Nepalese officials have met with leaders of the country's communist rebel movement for the first peace talks in three years. The discussions are meant to lead toward resolution of a 10-year-long civil conflict, and to pave the way for elections for a new constituent assembly that will determine the future of the country's monarchy.
Three senior government officials met Friday with three members of Nepal's so-called Maoist rebellion, the start of talks that many hope will bring an end to years of bloodshed.
The opening discussions, held on the outskirts of Nepal's capital, Kathmandu, were expected to set an agenda for eventual talks between Prime Minister Girija Prasad Koirala, and Prachanda, the reclusive leader of the Maoist movement.
Mr. Koirala received the head of the Maoist delegation on Friday morning.
It is not the first time the politicians and the rebels have cooperated. The two sides joined forces last year to pressure King Gyanendra to reinstate parliament, and restore the civil liberties he suspended in February 2005.
The king had justified his takeover by saying that, with the politicians failing to end the insurgency, Nepal was at risk of becoming a failed state.
Rajan Bhattarai is a spokesman for the Communist Party of Nepal/United Marxist Leninist, the merger of two separate mainstream communist parties. He says that earlier cooperation makes him hopeful these talks might succeed.
"We are quite hopeful on our part, and we also expect that the Maoists are also sincere, and they are also serious," he said. "They know that the overwhelming [number] of Nepalese people want peace to be restored in the country."
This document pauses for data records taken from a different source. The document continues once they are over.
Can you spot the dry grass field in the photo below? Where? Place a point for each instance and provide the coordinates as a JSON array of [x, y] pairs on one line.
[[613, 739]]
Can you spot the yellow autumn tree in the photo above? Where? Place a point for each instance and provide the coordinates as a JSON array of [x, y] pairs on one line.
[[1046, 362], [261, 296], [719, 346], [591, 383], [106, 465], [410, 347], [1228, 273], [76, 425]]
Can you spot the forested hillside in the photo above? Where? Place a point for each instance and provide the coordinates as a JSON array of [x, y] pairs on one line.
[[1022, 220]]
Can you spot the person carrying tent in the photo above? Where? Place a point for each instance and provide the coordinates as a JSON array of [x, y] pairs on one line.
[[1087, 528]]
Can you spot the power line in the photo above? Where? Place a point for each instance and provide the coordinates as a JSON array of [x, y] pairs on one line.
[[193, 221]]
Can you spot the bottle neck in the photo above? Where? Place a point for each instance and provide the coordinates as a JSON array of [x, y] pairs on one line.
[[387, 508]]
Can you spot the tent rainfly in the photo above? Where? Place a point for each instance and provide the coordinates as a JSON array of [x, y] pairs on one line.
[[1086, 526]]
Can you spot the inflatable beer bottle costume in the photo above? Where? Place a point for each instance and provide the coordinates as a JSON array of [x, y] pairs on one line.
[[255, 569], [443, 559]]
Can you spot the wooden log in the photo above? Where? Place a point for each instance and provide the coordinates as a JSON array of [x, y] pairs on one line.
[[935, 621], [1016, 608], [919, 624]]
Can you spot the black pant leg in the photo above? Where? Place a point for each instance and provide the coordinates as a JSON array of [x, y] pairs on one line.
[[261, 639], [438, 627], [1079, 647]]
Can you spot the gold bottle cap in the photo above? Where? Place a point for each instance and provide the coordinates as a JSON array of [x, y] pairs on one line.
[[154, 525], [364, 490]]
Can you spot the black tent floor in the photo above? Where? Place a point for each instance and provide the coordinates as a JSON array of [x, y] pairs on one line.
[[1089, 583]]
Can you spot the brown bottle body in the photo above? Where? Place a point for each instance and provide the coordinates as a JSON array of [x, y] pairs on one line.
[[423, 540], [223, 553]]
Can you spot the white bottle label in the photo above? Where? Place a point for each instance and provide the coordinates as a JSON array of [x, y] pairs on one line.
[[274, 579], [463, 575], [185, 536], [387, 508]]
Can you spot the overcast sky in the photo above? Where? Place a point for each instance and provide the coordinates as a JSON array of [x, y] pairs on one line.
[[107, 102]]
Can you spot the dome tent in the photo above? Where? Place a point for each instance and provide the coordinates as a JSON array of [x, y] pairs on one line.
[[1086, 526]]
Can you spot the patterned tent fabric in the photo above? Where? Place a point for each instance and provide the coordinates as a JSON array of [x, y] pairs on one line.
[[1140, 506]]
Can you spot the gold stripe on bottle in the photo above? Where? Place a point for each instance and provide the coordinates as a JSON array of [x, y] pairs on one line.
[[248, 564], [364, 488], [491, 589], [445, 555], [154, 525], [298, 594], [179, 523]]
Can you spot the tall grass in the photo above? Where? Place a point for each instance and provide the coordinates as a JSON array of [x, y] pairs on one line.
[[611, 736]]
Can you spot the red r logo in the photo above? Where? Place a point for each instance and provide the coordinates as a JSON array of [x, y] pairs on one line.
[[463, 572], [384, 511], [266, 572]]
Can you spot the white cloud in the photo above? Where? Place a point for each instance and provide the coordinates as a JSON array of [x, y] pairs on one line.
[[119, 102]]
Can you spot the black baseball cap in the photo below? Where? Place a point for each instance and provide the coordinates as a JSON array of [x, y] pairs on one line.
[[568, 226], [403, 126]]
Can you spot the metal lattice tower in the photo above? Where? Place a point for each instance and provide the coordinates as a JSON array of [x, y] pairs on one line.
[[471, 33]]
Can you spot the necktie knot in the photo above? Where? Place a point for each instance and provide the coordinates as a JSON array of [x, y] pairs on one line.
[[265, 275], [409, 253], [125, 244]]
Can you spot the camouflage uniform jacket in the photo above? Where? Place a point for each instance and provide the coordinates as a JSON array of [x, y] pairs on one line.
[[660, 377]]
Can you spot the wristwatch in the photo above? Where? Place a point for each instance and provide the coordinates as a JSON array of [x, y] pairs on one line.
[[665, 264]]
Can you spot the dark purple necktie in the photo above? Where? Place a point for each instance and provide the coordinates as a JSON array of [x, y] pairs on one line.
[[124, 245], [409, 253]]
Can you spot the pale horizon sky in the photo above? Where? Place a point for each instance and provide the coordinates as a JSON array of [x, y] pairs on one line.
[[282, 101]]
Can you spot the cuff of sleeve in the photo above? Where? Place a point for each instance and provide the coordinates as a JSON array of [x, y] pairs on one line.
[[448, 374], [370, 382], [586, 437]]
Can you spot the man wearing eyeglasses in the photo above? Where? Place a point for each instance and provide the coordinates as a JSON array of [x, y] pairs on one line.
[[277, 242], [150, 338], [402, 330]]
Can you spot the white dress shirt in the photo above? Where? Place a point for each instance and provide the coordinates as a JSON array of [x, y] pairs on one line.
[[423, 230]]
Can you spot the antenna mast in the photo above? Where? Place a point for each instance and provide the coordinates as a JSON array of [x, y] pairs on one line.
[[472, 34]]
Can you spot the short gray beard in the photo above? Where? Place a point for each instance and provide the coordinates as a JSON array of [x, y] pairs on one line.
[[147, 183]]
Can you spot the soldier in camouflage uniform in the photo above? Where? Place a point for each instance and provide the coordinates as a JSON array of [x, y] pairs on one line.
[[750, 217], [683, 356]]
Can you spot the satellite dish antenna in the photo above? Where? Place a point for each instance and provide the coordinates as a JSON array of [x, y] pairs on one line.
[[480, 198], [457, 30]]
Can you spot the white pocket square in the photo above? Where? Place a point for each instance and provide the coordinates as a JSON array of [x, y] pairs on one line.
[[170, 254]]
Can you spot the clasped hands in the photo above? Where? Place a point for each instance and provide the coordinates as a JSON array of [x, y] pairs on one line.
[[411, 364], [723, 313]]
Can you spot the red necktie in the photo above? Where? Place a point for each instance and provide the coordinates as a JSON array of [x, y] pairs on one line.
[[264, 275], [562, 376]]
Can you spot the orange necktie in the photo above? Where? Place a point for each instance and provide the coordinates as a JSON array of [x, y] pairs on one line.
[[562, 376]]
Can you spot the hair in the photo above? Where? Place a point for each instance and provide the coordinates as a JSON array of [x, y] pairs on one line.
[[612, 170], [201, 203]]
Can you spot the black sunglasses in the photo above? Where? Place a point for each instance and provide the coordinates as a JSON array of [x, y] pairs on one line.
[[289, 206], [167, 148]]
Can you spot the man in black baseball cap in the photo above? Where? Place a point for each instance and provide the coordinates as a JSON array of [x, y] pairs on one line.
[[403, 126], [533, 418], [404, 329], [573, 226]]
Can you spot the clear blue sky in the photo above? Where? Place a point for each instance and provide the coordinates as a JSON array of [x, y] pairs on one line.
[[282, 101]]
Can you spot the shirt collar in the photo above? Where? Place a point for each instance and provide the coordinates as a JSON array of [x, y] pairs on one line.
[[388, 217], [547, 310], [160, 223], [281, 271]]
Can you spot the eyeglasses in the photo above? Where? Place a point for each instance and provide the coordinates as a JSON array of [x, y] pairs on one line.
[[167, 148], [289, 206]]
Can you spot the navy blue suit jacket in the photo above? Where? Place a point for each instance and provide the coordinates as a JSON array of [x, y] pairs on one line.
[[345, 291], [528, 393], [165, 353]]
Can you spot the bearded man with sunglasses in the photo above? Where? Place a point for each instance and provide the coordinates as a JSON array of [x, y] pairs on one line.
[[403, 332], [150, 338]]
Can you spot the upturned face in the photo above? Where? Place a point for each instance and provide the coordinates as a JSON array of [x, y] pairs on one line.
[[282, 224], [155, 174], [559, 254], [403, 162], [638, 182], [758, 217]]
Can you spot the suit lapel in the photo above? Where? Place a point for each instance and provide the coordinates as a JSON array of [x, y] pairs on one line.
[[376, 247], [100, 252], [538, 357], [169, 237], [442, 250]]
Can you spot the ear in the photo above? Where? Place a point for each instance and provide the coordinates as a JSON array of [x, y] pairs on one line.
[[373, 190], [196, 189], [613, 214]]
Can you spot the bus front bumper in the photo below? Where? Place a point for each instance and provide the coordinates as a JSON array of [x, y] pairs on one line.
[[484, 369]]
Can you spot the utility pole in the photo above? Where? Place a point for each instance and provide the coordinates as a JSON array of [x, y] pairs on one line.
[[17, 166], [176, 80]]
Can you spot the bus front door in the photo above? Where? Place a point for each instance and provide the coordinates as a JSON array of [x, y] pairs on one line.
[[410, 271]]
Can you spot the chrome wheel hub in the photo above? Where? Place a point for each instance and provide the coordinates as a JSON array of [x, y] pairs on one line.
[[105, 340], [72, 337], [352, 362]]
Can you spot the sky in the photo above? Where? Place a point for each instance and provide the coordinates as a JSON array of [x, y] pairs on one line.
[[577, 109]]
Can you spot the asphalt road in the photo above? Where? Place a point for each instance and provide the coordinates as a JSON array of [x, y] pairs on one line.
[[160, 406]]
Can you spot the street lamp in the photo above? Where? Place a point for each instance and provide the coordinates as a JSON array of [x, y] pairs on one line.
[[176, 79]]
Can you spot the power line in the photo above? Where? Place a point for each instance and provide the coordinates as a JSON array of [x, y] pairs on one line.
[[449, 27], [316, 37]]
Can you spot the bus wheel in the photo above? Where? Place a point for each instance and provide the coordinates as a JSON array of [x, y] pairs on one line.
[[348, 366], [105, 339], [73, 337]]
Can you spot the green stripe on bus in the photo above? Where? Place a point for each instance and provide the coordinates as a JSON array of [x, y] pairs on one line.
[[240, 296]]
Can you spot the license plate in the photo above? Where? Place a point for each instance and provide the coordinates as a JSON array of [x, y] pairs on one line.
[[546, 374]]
More than 12,000 people have died since the Maoists launched their movement to topple the monarchy 10 years ago. In 2001 and 2003, peace talks between the government and the rebels failed.
But the political dynamic shifted after King Gyanendra seized control of the government last year. The political parties and the Maoists formed a loose alliance. In April, massive anti-government protests in the streets of the capital forced the king to give in to the opposition's demands to restore parliament.
Since then, parliament has moved to curtail the king's powers, including ending his control over the armed forces. It also lifted the formal designation of the Maoists as "terrorists."
Both sides want to hold elections for a new constituent assembly. That body will then determine whether Nepal's monarchy should be abolished, as the Maoists want, or will retain a ceremonial role, as proposed by some political leaders.